Beveridge looked incredulous. “So that's the way you want it to go down, is it?”
“That's the way it was.”
“Excuse me, Smiley, but that's absurd. I already have a case against Stenzenberger. Even if I hadn't, it would outrage common-sense to state that this man, a lumber merchant, could handle quantities of hollow timbers, could have them right there under his nose all this time, without knowing it.” But Henry was stubborn.
“Very well,” added Beveridge, “this is your statement. I will take down just what you choose to say.”
“You've got about enough there, I should imagine. Oh, about Wilson! I was in the bushes just below the bridge, when he started to run around the house, and I shot him. There, now, with the confession of the smuggling and the shooting, you ought to have a case. Copy it out, put it in the right legal shape, and I 'll sign it. All but the Stenzen-berger part. I admit nothing about him.”
“All right. I 'll put it down as you want. It makes no difference to me, for you can never save him.”
“One thing, Henry,” said Dick, “that I don't understand. What was McGlory after when he ran the Anne up to Burnt Cove that time?”
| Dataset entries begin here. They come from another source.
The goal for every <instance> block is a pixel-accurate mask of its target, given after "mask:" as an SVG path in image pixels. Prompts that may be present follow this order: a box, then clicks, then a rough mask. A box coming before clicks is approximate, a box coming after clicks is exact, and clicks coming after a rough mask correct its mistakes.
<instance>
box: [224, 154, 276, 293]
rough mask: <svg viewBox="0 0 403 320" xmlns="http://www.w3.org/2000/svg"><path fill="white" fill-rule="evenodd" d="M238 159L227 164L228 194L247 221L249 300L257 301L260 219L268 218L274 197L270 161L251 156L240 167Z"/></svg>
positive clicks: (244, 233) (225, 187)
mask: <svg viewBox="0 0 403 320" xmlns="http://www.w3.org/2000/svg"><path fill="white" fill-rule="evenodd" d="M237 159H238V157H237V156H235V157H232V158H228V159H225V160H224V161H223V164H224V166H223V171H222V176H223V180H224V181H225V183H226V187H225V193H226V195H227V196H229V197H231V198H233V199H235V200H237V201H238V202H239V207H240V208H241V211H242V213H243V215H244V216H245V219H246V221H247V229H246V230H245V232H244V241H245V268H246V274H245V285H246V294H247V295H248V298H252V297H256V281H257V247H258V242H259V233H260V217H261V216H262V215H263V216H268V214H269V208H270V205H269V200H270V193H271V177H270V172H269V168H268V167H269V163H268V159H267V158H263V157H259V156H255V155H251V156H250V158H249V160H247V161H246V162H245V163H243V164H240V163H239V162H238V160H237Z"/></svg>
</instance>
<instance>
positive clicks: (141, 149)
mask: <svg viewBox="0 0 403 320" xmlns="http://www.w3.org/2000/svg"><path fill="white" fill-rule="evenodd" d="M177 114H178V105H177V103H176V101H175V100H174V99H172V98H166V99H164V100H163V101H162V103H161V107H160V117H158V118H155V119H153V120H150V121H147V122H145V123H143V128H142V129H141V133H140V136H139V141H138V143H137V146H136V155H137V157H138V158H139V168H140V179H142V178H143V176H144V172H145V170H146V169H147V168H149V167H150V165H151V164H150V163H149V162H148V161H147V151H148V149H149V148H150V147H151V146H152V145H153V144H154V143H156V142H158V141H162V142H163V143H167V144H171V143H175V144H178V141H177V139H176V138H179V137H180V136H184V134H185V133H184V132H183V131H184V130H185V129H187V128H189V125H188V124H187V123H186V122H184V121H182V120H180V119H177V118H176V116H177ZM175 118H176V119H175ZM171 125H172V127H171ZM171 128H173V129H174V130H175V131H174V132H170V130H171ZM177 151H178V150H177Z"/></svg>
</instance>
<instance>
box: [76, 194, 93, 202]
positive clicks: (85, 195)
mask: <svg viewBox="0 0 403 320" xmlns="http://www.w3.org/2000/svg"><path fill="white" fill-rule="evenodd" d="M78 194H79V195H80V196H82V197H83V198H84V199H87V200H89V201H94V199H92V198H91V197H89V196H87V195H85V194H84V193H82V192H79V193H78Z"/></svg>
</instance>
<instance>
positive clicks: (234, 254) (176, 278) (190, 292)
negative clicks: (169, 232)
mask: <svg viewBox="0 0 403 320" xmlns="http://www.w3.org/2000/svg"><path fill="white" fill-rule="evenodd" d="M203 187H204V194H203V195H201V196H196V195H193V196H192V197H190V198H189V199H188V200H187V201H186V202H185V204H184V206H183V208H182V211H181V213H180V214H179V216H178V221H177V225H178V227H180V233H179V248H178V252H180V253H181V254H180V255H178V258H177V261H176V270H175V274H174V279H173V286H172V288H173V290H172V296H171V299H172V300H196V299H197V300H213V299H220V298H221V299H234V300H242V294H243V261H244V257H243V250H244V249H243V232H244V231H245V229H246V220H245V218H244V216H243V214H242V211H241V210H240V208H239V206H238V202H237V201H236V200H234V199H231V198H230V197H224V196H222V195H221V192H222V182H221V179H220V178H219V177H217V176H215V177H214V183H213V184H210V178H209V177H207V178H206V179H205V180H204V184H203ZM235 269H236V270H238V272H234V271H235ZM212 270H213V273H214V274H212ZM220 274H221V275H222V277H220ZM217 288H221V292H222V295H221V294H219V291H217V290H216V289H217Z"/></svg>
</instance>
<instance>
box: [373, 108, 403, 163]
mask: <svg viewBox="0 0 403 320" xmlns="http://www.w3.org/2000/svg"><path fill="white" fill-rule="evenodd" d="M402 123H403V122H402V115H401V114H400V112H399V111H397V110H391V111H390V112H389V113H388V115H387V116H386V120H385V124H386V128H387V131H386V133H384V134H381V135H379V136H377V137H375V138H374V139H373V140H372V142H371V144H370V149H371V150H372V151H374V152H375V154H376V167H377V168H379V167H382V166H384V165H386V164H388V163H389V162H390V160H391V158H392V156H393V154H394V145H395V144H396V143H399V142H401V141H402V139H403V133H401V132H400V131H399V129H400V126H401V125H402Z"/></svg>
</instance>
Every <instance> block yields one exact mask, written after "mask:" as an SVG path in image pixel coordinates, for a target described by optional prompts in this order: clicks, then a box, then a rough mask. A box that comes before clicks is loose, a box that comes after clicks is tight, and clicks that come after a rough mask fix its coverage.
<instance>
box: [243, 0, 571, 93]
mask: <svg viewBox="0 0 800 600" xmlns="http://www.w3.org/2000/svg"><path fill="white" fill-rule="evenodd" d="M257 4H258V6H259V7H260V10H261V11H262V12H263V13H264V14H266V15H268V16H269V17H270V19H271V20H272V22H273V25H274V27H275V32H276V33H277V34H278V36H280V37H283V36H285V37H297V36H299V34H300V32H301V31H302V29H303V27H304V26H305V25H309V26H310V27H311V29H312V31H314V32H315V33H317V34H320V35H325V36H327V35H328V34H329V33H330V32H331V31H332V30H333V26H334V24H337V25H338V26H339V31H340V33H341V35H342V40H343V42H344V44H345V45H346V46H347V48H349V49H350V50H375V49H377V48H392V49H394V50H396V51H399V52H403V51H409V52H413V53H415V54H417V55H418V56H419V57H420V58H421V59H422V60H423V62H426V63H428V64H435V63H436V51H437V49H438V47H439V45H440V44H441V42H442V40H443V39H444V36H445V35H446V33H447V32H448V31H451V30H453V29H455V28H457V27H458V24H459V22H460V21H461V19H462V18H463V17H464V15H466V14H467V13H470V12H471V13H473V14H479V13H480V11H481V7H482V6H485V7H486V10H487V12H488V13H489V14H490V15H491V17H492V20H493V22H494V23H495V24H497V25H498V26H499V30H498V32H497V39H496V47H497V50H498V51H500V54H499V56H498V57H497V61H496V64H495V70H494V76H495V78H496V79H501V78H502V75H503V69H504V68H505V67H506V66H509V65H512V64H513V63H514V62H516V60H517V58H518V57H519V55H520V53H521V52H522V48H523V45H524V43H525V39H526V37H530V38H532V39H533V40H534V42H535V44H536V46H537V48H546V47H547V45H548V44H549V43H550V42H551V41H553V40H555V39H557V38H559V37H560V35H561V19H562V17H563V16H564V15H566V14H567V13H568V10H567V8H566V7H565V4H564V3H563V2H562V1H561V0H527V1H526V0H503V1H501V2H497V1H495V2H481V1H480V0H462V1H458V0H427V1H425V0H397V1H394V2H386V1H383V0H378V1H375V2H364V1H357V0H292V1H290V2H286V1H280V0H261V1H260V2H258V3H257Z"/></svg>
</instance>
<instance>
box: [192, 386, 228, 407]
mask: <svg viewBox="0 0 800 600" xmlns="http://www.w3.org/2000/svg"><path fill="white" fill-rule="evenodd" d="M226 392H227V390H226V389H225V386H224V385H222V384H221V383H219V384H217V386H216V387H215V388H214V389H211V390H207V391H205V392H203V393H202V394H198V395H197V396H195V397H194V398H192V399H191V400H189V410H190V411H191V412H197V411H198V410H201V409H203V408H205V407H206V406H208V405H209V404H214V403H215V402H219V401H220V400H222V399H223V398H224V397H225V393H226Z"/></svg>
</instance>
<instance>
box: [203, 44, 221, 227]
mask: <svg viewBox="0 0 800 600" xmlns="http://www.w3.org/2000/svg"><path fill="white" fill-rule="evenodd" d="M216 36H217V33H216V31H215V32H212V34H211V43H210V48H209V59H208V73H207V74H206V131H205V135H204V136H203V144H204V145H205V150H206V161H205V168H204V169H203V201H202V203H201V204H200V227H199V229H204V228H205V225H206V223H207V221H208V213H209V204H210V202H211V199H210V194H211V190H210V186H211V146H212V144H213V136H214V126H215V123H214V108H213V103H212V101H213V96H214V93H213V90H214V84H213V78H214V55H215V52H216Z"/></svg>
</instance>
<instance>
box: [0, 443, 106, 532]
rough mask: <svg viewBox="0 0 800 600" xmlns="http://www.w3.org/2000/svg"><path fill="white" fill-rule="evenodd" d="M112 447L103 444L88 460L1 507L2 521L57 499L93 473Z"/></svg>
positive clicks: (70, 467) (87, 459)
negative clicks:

“McGlory,” Henry replied, “was a fool. When you first told me about it, I didn't know what to think myself, but after thinking it over, and from the way he has talked since when he was a little drunk, I think I have made it out. He has been planning for some time to skip with this Estelle—desert his wife. He arranged it with her that time he came up with you. And as what ready money he had was down in Chicago, where he couldn't very well get at it without his wife knowing it, he took the chance of getting to Burnt Cove while you were sleeping off—” Henry smiled. “I guess old Spencer served you some pretty strong fluids up there that day. Well, anyway, McGlory thought he could take quite a lot of the stuff aboard, sell it through one of our regular trade channels, and get off with the money without going home. He couldn't get it into his head that you really knew nothing about the business. It was a crazy thing to do.”
“I should think so.”
“McGlory and Roche are pretty good examples of the sort of thing I have had to contend with. I've never been able to get good reliable men to work for me.”